In the Phase I period, Sentient upgraded its DigitalClone for Additive Manufacturing (AM) technology and successfully demonstrated and validated its “Process model” and “Microstructure model” for simulating metal AM processes. Sentient has partnered with University of Nebraska – Lincoln for model validation.
Specifically, Sentient has implemented a new “Process model” to predict part-level residual stress and distortion for parts built using AM processes. The new model shows high simulation efficiency and accuracy. In addition, Sentient has improved the simulation speed of its “Microstructure model” by 100% for predicting the grain structure and porosity.
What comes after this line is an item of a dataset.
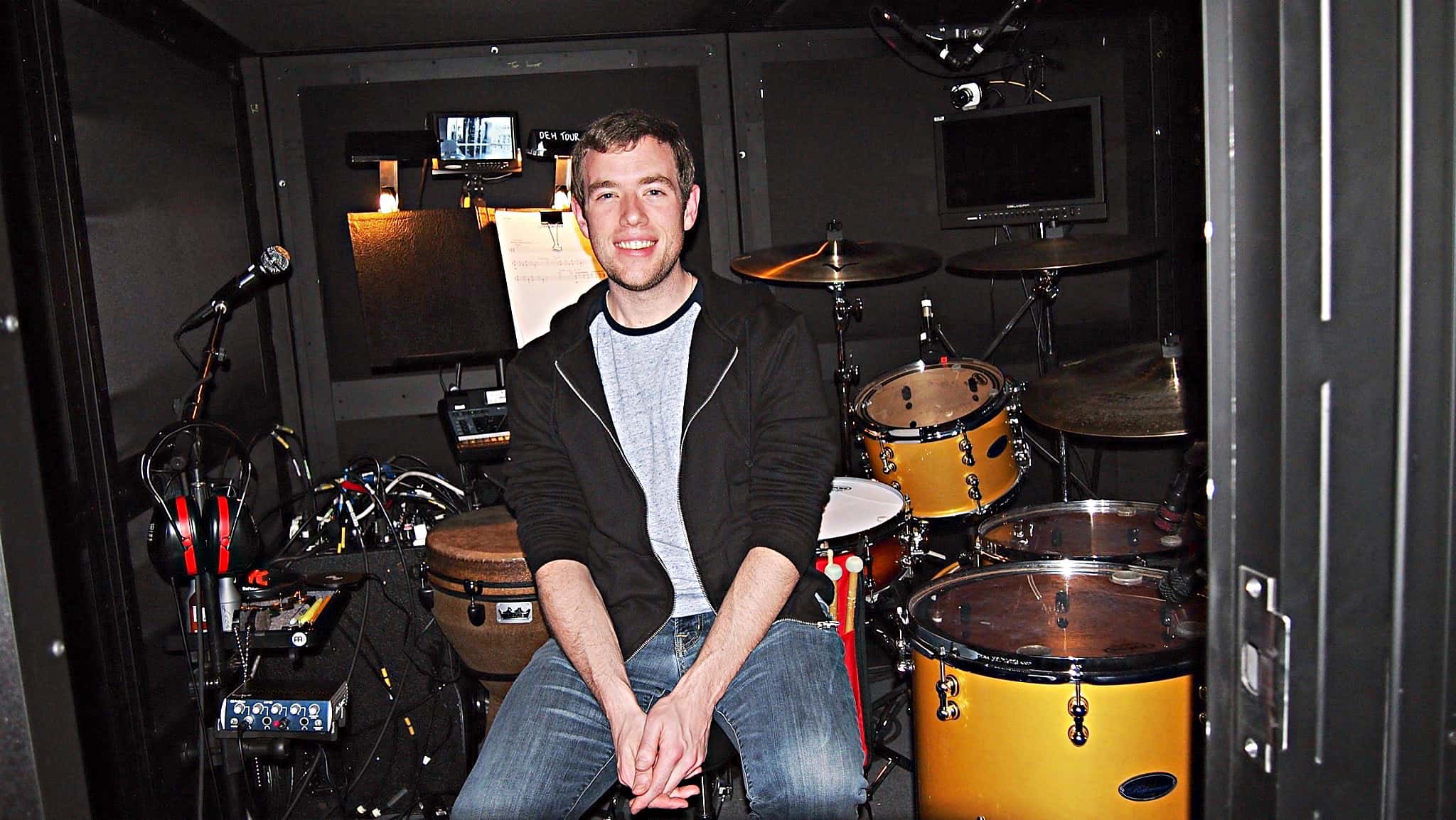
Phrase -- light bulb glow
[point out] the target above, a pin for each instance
(387, 201)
The proposed DigitalClone for Additive Manufacturing (DCAM) simulation suite will fill the technical gap NASA is currently facing, and meet NASA’s requirement very well. The proposed solution allows NASA to: 1) simulate the part-level distortion and residual stress with respect to various key process parameters; 2) simulate the microstructure of as-built AM components with respect to key parameters and locations of interest; and 3) simulate the fatigue performance of as-built AM components at specific mechanical loading conditions. This physics-based simulation suite has been well demonstrated in different AM platforms (i.e. powder bed fusion and direct energy deposition) and several alloys systems that NASA is interested in. Those materials include Inconel 625, Inconel 718, 17-4 PH, 15-5 PH stainless steel, Ti64, and AlSi10Mg alloy. Additionally, the simulation suite can be applied to any new alloy with minimum calibration needed. This physics-based simulation suite directly benefits NASA via allowing computational testing for new component design, new materials, and new process, which will significantly reduce cost and time compared to conventional physical testing.
In the Phase II effort, Sentient will focus on developing of prototype software and further validating different materials and components.
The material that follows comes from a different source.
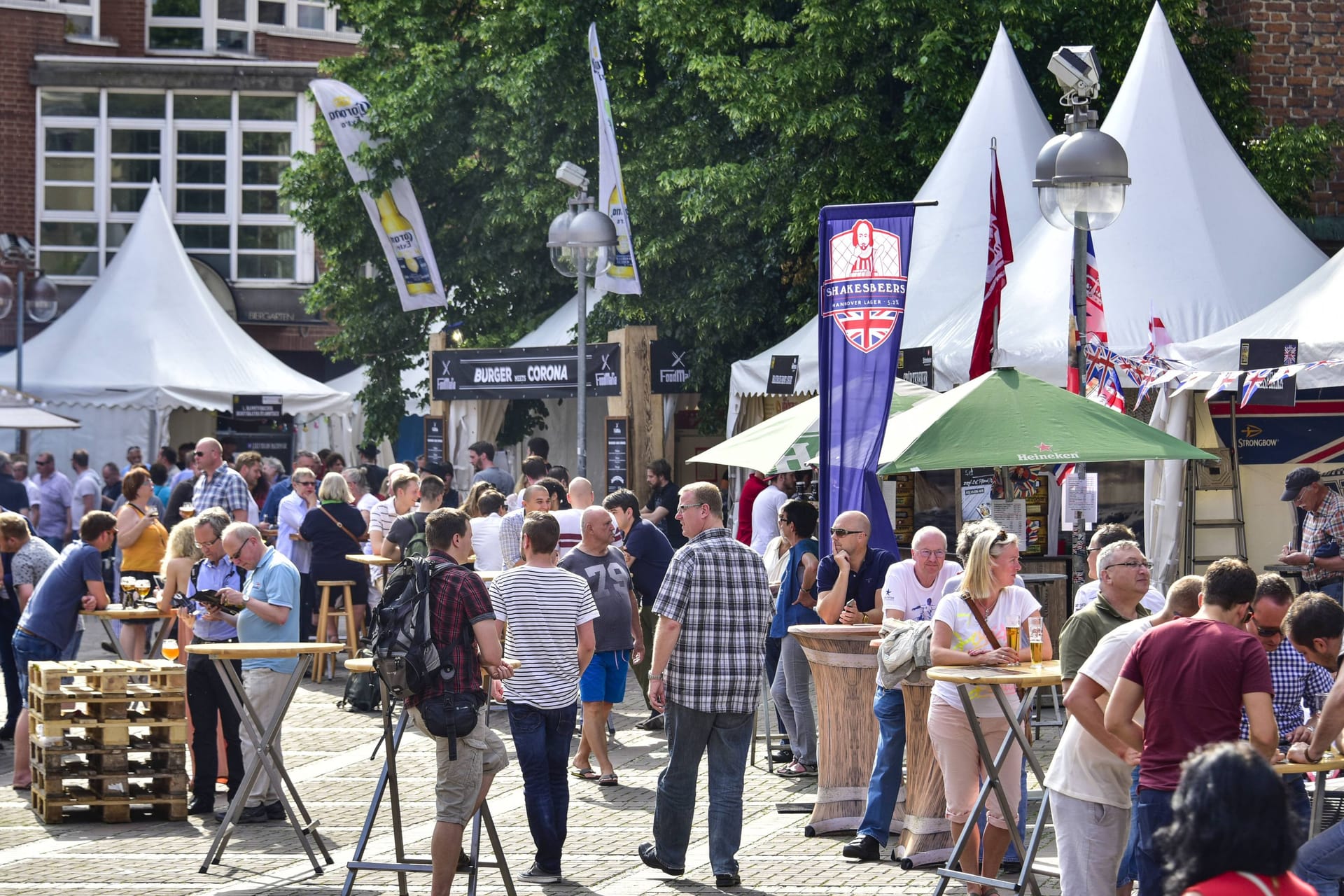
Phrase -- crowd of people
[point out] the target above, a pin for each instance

NASA is currently on a path to implement additive processes in space flight systems. The technology developed under this STTR will help NASA to successfully build components (e.g. MOXIE, SHERLOC, ion engines and other spacecraft structural) using additive manufacturing process at minimal cost and time. Relevant personnel in NASA Jet Propulsion Laboratory (JPL) have showed a strong interest in using the developed technology.
The proposed software module will enable designers, AM suppliers, and operators/purchasers of AM components to expand their implementation of their strategies to take advantage of AM technology. Our initial target list includes customers in aerospace and defense that have ongoing AM initiatives and have already expressed some level of interest in our physics-based solutions.